Well, so much for 'restarting' my blog! Many apologies for the erratic posts, but the last month has been crazy.
It started with a whirlwind goodbye to a very close friend I made last semester at Penn. You would leave in the midst of final exams, wouldn't you? Typical finance major.
Then I found myself shipped off to the land of whiskey and kilts to spend ten delicious days with two of my favorite people on the planet. We sunbathed (!!), ate cake, drank cider, and made friends with some dashing Greek philosophers ;) Oh, and I became a member of the National Library of Scotland, where I spent many an hour in the Special Collections Reading Room, pouring over early 19th century illustrated copies of Shakespeare. English honors, here I come!
Over I popped, afterward, for a quick jaunt in Italia, where several pizzas and cups of gelato found their way to my belly in the company of someone truly amazing. Thank you, by the way. For everything.
Now, I'm living in New York. La grande mela, if you will. From my room on the seventh floor of an apartment building guarding the East River I can hear the pattering of rain and the hum of insistent traffic beneath my rickety window, overlooking the buzzing calm of midtown Manhattan. I just returned home from a full, satisfying day of work and delicious cocktails with one of my best, best friends. Life is good.
All this traveling, this constant change of scenery and perspective and paradigm, though, is beginning to make me wonder about the importance of place. Ought we as humans be rooted in a physical location, a geographic certainty that will not waver with the fickleness and broken promises of life? (I think Titus knows what I'm talking about here.) Or is it better, more optimistic, safer in some ways, to be a child of the wind and let it drift us from city to city, from a small college campus to a cabin by a distant lake? If change is home, then none of us have moved out of our parents' basements. There's some comfort in that idea.

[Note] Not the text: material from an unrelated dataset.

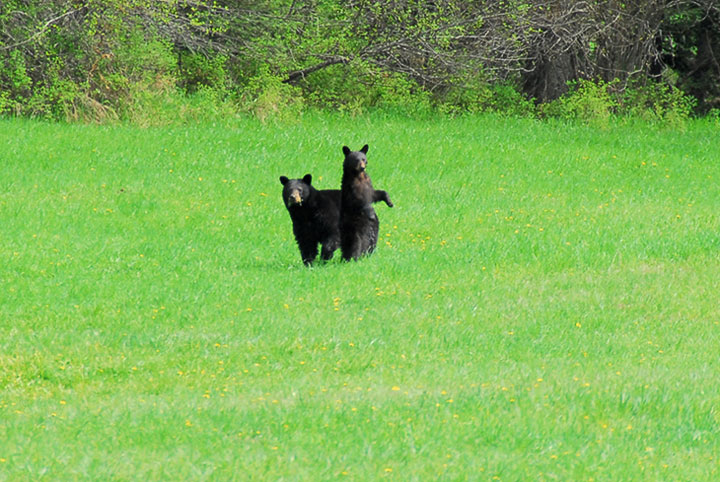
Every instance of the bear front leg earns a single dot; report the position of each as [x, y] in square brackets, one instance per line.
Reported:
[328, 248]
[382, 196]
[308, 252]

Mom thinks I have a gypsy spirit, but I'm not so sure. Up to now, I've felt that home is wherever my people are. York, Philadelphia, Edinburgh, even Manhattan on a drizzly Monday night -- I've shared these places with my family and friends, the family I get to choose. And in those moments, each of these cities has felt like home.
A boy once asked me where my home was, and I said, "Wherever you are." At the time, I meant it. But when he left, I felt exiled, locked out of my safest place, and anyone who has felt this way can probably agree - I never want to feel that way again.
So, part of me feels a longing for a piece of earth to call my own. A sliver of land, in the shape of a town or river or stretch of hillside, that won't disappear. Stability and certainty -- the things humans crave and cannot, it seems, obtain. Or, maybe, as Democritus seems to imply in yet another quotation I've borrowed for this post's title, home is within. Perhaps it's a place of clarity and awareness residing in each of us that can be tended and guarded and will flourish with the proper patience and care.
Well, we'll see. The yoga studio next to my building is offering a two-week unlimited pass this month that just might help me attend to this query. Haha!
Alright, philosophers, off to bed I go. I think I'll snuggle up with some Steinbeck again this evening.